Arévano se unió al grupo dando un paso silencioso que le sacó del rincón en el que se mantenía inmóvil, escuchando, junto a Cisne.

—Hay hombres de Starling combatiendo contra los mineros en la Calle de la Sal—informó, ante la mirada cautelosa de los tres lores. Habían reconocido a Driadan como su rey, pero sus hombres eran absolutos desconocidos para ellos—. Comenzaron unos disturbios entre soldados del ejército que se han extendido hasta la Cuesta de los Almendros, creo que ese enfrentamiento es el más preocupante, si se me permite la opinión, Majestad.

—Estoy de acuerdo—apostilló Moon. Su voz era suave y muy calmada—. Si el ejército se enfrenta entre sí estamos perdiendo efectivos en un conflicto totalmente inútil.
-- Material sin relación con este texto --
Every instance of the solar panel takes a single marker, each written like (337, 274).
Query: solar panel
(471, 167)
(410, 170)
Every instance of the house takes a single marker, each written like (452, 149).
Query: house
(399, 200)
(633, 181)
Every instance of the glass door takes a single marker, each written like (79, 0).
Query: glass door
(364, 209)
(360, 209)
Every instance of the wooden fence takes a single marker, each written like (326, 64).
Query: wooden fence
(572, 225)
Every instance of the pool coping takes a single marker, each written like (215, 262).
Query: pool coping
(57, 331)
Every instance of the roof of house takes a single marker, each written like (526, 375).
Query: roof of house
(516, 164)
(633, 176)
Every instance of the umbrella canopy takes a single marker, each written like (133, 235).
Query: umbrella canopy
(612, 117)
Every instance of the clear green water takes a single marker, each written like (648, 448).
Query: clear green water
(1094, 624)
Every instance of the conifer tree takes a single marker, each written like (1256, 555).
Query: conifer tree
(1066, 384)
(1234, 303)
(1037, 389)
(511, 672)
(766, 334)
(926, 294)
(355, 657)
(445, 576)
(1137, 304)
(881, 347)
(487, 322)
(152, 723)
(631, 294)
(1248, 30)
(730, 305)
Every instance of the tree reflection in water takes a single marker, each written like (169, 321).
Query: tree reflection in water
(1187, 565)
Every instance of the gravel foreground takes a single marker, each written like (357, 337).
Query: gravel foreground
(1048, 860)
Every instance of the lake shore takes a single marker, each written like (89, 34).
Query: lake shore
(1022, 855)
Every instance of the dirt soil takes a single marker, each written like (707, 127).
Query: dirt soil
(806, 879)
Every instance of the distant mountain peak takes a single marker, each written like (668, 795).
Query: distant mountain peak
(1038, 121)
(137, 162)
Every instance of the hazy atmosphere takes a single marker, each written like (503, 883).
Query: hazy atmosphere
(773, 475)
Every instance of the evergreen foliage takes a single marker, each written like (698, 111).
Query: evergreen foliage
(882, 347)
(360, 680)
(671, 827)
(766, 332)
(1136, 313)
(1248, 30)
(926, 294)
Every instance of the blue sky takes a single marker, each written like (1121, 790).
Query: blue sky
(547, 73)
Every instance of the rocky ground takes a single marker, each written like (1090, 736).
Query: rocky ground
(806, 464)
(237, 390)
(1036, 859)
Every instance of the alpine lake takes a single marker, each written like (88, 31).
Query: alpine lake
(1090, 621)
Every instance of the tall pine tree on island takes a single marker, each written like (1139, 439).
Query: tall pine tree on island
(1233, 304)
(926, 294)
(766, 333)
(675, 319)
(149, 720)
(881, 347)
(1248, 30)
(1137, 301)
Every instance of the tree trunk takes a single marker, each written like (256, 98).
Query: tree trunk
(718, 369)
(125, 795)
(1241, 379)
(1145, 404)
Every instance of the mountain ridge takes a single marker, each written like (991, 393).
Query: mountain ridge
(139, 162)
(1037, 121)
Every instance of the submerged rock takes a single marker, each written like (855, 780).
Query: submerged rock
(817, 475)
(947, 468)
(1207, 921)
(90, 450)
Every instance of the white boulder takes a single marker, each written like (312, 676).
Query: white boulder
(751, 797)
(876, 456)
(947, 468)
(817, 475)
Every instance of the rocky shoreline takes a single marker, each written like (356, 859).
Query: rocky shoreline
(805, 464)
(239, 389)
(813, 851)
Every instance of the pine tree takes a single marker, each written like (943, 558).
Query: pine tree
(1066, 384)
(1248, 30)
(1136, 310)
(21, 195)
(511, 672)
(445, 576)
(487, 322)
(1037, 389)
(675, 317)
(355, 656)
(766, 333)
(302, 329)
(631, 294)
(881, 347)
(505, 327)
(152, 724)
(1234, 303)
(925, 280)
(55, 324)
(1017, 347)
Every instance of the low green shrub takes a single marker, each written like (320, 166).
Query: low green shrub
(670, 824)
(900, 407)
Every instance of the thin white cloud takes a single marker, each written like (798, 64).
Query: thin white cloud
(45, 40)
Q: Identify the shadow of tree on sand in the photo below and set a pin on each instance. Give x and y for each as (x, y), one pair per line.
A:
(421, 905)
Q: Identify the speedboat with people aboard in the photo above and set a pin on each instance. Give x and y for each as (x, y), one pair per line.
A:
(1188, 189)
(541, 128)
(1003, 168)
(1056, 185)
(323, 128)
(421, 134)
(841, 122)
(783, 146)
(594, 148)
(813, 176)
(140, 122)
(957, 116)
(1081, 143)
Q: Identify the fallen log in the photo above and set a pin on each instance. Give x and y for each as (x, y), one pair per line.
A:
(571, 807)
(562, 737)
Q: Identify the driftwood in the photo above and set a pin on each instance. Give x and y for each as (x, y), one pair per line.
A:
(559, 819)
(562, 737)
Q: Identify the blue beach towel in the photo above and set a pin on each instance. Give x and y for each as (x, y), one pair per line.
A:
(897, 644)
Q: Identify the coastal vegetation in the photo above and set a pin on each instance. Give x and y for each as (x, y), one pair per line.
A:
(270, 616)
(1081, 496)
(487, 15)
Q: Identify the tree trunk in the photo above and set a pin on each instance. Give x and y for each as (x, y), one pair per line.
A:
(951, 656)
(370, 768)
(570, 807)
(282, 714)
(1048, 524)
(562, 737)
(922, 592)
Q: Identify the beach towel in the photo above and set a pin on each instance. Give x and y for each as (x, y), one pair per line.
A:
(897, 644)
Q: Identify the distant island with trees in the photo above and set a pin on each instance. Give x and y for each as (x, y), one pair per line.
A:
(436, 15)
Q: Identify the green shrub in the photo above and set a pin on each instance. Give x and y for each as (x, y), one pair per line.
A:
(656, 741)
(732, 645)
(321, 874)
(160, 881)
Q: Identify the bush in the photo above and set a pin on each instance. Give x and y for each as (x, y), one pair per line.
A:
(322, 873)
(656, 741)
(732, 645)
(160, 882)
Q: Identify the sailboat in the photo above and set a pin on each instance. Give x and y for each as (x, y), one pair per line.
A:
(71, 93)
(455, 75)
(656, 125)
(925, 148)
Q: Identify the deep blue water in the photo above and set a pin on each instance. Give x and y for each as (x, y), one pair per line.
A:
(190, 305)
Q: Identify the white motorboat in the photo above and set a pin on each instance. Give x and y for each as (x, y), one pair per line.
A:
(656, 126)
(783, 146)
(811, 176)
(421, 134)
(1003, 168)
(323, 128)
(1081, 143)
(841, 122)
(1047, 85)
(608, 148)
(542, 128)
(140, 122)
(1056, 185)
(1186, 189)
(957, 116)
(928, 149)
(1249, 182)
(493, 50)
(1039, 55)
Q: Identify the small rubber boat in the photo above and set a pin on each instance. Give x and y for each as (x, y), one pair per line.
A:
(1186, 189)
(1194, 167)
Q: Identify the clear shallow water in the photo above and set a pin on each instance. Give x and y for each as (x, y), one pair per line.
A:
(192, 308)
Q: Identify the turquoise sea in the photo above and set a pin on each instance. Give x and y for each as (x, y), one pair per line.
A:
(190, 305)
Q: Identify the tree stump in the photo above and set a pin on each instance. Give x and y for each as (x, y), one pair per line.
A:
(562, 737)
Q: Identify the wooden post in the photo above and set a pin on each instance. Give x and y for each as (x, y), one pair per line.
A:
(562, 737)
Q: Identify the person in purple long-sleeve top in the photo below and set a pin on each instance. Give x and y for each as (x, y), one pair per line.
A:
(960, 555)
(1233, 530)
Y otros batallones podrían acabar tomando partido, extendiéndose el problema.

—Bien, sofocaremos eso en primer lugar—asintió Driadan. Miró a Arévano—. ¿Qué más?

—Ha habido asaltos y saqueos en el Callejón Rojo. Los delincuentes se enfrentan a los guardias. En cuanto a los ciudadanos civiles, muchos se han encerrado en sus casas pero un buen número se ha congregado cerca de las puertas. Están asustados. Nadie sabe con certeza lo que ocurre, mas que por rumores, y quieren marcharse.

Driadan se quedó mirando el mapa, pensativo.

—¿A cuántos ciudadanos puede acoger el Templo?

—Debería poder acoger a todos, pero estimaría que caben las tres cuartas partes de la población, como mínimo —respondió Wolvan—. Es el edificio más grande de la ciudad después del castillo, Majestad.

—Bien, veamos: Lord Moon, creo que vos deberíais ir con vuestros hombres a la Cuesta de los Almendros. Llevaréis mi estandarte y hablaréis en nombre del rey. Si anunciáis lo ocurrido, la muerte de mi padre y mi nombramiento, legitimaréis a los soldados que están de nuestra parte y haremos dudar a los demás. —Ederick Moon asintió con la cabeza, escuchando con atención. Driadan nunca había imaginado que los mismos nobles que le miraban con escepticismo tres años atrás, hoy estarían teniendo en cuenta todas y cada una de sus palabras. —Después quiero que les advirtáis que todos los miembros del Ejército que están peleando por los Starling, están luchando contra el rey y contra el reino, y que si no deponen las armas y regresan a sus filas, serán considerados traidores y combatidos hasta la muerte.

—Como ordenéis, Majestad. —El hombre del bigote blanco alzó la mirada. —Y si me permitís decirlo, creo que es un proceder muy acertado, Majestad.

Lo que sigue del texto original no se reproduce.